No matter if you brought a paper bag, or a Real Ghostbusters lunchbox, our school lunches back in the day had one common denominator: The drink box. For you sticklers out there, you know this isn’t totally true since the ritzier kids with major coin always had a shiny silver pouch of Capri Sun. But, whatever, fuck those pretentious bastards. Some kids’ parents went through the painstaking work of pouring an actual drink into a thermos! Now that was luxury! Still, even the most top of the line thermos lacked the ability to momentarily enchant your senses quite like Ssips did. The neat little artwork on your Darth Vader or Dukes of Hazzard thermos didn’t change from day to day, but the drink box DID!

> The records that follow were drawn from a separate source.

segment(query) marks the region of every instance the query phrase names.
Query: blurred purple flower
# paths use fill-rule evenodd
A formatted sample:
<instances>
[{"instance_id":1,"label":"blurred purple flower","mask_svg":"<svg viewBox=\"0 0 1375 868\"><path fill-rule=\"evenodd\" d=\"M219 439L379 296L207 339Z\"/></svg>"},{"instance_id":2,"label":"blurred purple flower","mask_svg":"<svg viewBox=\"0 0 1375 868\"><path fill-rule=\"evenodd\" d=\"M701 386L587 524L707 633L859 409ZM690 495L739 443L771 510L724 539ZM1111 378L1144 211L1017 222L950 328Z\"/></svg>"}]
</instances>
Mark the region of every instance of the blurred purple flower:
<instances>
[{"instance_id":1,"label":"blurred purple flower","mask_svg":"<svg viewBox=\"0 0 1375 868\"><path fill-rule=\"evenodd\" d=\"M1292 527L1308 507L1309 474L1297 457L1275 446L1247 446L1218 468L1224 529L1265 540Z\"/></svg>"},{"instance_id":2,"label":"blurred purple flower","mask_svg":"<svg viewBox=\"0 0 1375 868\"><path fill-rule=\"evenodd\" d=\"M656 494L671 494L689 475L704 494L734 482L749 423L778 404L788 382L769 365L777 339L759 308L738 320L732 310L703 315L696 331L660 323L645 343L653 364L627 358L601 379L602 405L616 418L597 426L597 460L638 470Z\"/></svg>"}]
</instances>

In the ’80s, Ssips drink boxes were all white and featured an animated picture of its fruit flavored contents. The box was an indicator of the copious amount of fruit flavors that Ssips brought to the lunch table. You could suck down different flavors every day, or maybe if you felt more intellectual, an Iced Tea perhaps. It was like opening a pack of baseball cards and getting a card that you didn’t have. Whatever flavor you got, Ssips brought the party.
For the majority of us middle class suburban kids, lunch time was a guessing game. “What did my mom/dad put in my lunch today?” was a question we all asked at one time or another. The game grew dull rapidly, and at some point, we stopped paying attention and just mauled the sandwich, side dish (bag of chips), and dessert (Little Debbie snack cake) while fantasizing that we were really inhaling a big juicy burger or a nice big plate of Chicken Parm.
Now that I’m a big kid, the cliffhangers are gone. Leftovers in a Tupperware leave nothing to the imagination. The rather unexciting simplicity of finding a peanut butter and jelly sandwich wrapped in aluminum foil used to actually be a welcome surprise considering there were times when the contents of the foil yielded a slab of liverwurst in between 2 slices of bread. The real whammy came when you discovered what flavor Ssips was in store for you.
We all had our little Ssips rituals, didn’t we? I remember some kids would finish their Ssips, then they’d take the box outside, blow into the straw until the box inflated and then throw it on the ground. Then with a powerful STOMP, the box would make a loud pop that would echo all over school property. Kids do some lame things for entertainment, don’t they? As for my Ssips technique, I’d rip the straw out from its confining cellophane, then unbend the flexible part, and proceed to stab the hole in the box with it. Most of the time it went in on the first try, but other times, it took some really furious pounding to get it in if you know what I mean.
One of my favorite flavors was Grape which was so tangy that it burned my throat going down. It was like the young man’s Johnnie Walker Blue.